Sabe-se que os professores das universidades públicas formam os profissionais de TODAS as áreas de nível superior. São muitos profissionais semestralmente formados por uma categoria que, há anos, vem trabalhando em condições financeiras, operacionais e psicológicas frágeis e que, mesmo após anos de carreira e investimento em suas próprias formações, recebem remunerações muito aquém de sua qualificação.

Embora venham trabalhando há anos em condições pouco adequadas, os professores das universidades públicas são agentes sociais estratégicos. Eles são os principais responsáveis pela produção de novos conhecimentos, por meio da prática da Pesquisa, fundamental para o desenvolvimento científico, cultural e econômico do país, e também para a resolução de seus graves problemas sociais. Por fim, são os professores das universidades públicas que conduzem inúmeras atividades de Extensão, voltadas ao atendimento de várias demandas da população e à democratização efetiva do conhecimento produzido dentro das instituições.

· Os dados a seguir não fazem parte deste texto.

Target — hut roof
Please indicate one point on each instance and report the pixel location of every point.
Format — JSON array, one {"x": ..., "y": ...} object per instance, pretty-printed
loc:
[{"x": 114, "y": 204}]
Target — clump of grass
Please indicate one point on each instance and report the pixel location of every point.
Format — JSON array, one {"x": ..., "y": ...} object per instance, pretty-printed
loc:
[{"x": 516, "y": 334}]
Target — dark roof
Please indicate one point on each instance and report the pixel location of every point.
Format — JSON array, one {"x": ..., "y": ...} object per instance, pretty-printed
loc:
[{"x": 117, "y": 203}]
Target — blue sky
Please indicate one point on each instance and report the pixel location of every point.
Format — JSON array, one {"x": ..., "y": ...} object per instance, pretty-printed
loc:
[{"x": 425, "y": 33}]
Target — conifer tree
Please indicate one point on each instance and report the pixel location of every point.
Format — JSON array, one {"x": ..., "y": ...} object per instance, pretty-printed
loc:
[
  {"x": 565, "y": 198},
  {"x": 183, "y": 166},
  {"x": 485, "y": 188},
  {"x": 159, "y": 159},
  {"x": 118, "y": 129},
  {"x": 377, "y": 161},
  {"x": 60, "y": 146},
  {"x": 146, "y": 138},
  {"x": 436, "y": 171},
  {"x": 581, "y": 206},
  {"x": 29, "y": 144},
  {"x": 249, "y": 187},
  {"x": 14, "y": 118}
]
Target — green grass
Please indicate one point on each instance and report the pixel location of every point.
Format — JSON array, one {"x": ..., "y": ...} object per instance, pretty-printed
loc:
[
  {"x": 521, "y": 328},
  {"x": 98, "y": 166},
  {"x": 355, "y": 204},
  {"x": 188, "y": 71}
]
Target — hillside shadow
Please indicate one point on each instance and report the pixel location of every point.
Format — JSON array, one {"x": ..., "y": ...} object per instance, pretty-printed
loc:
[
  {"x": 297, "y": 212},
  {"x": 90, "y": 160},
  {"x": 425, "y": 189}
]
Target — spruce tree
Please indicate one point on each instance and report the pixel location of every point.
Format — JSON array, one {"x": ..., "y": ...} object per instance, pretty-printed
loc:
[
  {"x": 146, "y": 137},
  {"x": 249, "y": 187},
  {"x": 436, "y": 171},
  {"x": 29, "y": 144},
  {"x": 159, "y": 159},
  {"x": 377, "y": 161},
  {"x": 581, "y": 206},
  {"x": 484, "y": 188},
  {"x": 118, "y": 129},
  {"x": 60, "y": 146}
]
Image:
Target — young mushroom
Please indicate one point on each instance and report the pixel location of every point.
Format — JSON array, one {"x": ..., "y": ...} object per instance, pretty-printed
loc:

Trata-se de uma categoria de enorme importância para o país em diversos sentidos, e que não pode ser tratada pelo Governo Federal de maneira leviana e desqualificadora. Caso o Plano de Carreira proposto pelo Governo seja aprovado sem as reivindicações feitas pelo movimento docente, a qualidade da produção da Universidade será severamente afetada, prejudicando a população e o país, em curto, médio e longo prazo.

A greve em questão não se refere apenas aos interesses salariais ou individuais de cada professor: ela diz respeito à saúde e à educação de crianças e adultos; diz respeito ao desenho e ao planejamento das cidades, e ao desenvolvimento do país; diz respeito à diminuição das injustiças sociais e à melhoria das condições de vida de todo e qualquer cidadão brasileiro.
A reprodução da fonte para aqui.